Because the RNA is single-stranded, a ligation-based approach had to be used to attach molecules (called adapters) that can trigger the sequencing process. Therefore, starting from the poly-A tail present in most RNAs, the Oxford Nanopore team ligated small dsDNA molecules (the adapter) carrying a T10 overhang designed to hybridize with poly-A mRNA and a 5’ phosphate, which then ligates the RNA to create a DNA-RNA hybrid.

Next, a reverse transcription step is used to generate cDNA molecules. Although cDNA is created in the library prep, this is not what is sequenced: this cDNA synthesis step somehow improves the performance of the RNA sequencing (possibly by reducing the intramolecular secondary structure of the RNA).

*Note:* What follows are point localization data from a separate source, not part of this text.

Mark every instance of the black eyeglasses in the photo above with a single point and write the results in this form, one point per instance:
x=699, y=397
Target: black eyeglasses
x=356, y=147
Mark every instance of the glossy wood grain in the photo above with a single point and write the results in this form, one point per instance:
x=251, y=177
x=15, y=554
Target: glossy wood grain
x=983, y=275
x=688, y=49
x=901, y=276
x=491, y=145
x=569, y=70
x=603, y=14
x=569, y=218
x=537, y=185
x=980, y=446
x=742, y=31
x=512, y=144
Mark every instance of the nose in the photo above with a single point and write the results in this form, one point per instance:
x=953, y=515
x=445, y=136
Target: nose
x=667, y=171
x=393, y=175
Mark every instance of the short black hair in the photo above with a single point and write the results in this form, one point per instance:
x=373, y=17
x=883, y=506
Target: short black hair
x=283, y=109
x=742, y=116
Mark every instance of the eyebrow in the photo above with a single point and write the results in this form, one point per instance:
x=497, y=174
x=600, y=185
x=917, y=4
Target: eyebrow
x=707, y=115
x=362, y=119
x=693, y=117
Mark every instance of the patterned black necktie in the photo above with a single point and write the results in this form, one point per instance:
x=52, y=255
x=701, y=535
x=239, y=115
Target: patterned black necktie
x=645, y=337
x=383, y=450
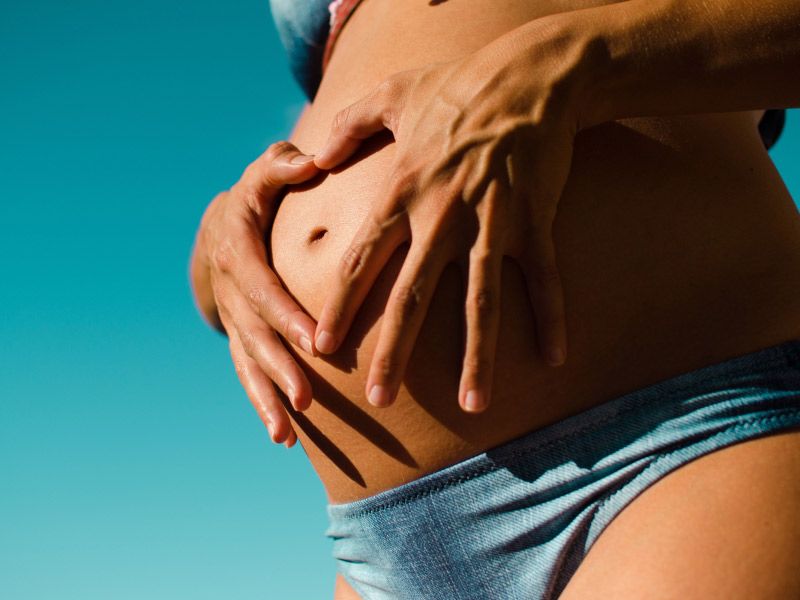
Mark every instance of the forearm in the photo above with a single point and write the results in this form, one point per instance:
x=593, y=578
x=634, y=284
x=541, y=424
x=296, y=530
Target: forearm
x=199, y=275
x=662, y=57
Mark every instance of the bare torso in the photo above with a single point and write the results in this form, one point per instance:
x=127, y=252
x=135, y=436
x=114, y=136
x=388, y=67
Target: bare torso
x=677, y=242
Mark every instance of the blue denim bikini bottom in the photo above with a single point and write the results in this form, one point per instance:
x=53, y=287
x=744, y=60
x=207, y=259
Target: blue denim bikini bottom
x=517, y=520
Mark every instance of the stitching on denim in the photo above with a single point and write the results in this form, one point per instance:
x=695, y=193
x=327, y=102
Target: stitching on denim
x=478, y=471
x=770, y=365
x=783, y=416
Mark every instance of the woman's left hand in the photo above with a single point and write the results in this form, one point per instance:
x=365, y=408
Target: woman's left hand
x=484, y=145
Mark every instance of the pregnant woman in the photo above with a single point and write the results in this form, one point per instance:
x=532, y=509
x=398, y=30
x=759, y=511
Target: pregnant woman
x=494, y=179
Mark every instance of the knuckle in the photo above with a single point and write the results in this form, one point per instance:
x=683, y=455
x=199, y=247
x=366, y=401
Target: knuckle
x=275, y=150
x=240, y=368
x=552, y=319
x=482, y=301
x=546, y=274
x=353, y=261
x=402, y=181
x=341, y=120
x=474, y=362
x=385, y=366
x=256, y=296
x=409, y=299
x=249, y=342
x=282, y=321
x=224, y=255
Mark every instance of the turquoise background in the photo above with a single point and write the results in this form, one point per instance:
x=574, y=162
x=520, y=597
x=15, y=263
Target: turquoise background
x=131, y=462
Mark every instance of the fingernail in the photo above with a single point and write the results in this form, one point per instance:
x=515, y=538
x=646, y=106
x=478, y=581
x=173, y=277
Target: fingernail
x=302, y=159
x=379, y=396
x=474, y=401
x=556, y=356
x=325, y=343
x=305, y=344
x=292, y=394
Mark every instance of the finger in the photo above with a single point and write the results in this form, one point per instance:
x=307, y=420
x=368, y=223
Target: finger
x=282, y=163
x=546, y=294
x=261, y=343
x=377, y=111
x=379, y=236
x=260, y=391
x=291, y=440
x=483, y=305
x=265, y=293
x=405, y=312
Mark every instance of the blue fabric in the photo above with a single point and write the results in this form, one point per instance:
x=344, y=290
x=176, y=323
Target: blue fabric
x=515, y=522
x=303, y=26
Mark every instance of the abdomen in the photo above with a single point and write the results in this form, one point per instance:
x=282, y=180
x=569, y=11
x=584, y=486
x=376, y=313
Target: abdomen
x=677, y=243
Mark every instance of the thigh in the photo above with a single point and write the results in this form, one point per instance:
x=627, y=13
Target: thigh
x=722, y=526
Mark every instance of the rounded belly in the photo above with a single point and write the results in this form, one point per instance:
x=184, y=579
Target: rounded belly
x=677, y=244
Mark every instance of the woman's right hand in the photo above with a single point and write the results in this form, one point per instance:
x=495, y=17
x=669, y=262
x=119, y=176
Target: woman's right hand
x=239, y=294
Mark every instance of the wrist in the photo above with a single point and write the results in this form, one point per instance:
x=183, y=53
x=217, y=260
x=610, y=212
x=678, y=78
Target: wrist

The resulting mRNA/cDNA complex is then ligated by motor proteins that, through electric potential, load the RNA toward and into the nanopore. The platform consists of single nanopores embedded in an array of thousands of individual synthetic polymer membranes on a single flowcell.  When a single RNA molecule is captured in a pore, it is then ratcheted through the pore at a constant rate by an engineered motor protein. This creates perturbations of the nanopore current, which a recurrent neural network converts into base sequences. As an adaptor-ligated RNA enters the pore, the adaptor oligo is detected first, followed by the poly(A) tail, and then the body of the transcript. Because the initial adaptors were ligated to the poly A tail, the RNA molecule is sequenced in the reverse direction (3′ to 5′). When the transcript eventually exits the pore on the opposite side of the membrane, the nanopore current returns to its original high open-pore level.

 

Viral RNA sequencing using a novel approach

In their effort to sequence native RNA influenza virus, Keller et al. modified the Oxford Nanopore procedure (which was originally designed to sequence mRNA). Because virus RNAs lack a poly-A tail, Keller et al. customized a reverse transcriptase adapter that hybridizes to the 12 conserved nucleotides at the 3’ end of the influenza A virus genome (rather than using the oligo dT). The specificity of this adapter allows efficient sequencing of influenza virus RNA genomic segments from RNA isolated from purified virus particles (control) or from a crude extract that contains many viral and host (e.g., chicken) RNAs. The authors could successfully sequence the complete influenza virus genome with 100% nucleotide coverage, 99% consensus identity, and 99% of reads mapped to influenza. The next step will be to attempt to identify and quantify splice variants and base modifications, which are not practically measurable with current methods.The success behind this experiment implies that the adapter sequence can be modified to target RNAs from other pathogens, specific viral families, genera or species (by extending the target sequence and or by adding degeneracies). The same system could be applied even to compare (+) and (-) sense mRNAs, present during RNA virus infections (such as for influenza viruses). This could help to dissect viral replication processes, as well as host mRNAs activated during an influenza infection. This quantitative sequencing of viral RNA has the potential to directly detect base modifications, splice variants, and transcriptional changes under different replication conditions, such as in viruses used for vaccine production. This is an advantage over the poly-A-based methods, which have a relatively low signal-to-noise ratio due to the presence of host mRNA.

 

All that glitters is not gold!

If the complete sequencing of the flu RNA using the nanopores technology reveals the potential of this approach, it also identifies specific challenges for future research. It will be essential to improve two major limitations of this technology: the high read level error rate and high input material requirement. Reducing the error rate is essential to enable more accurate sequence determination and to understand nucleotide polymorphisms and genome sub-populations, particularly in viruses that have significant intra-host diversity, such as influenza.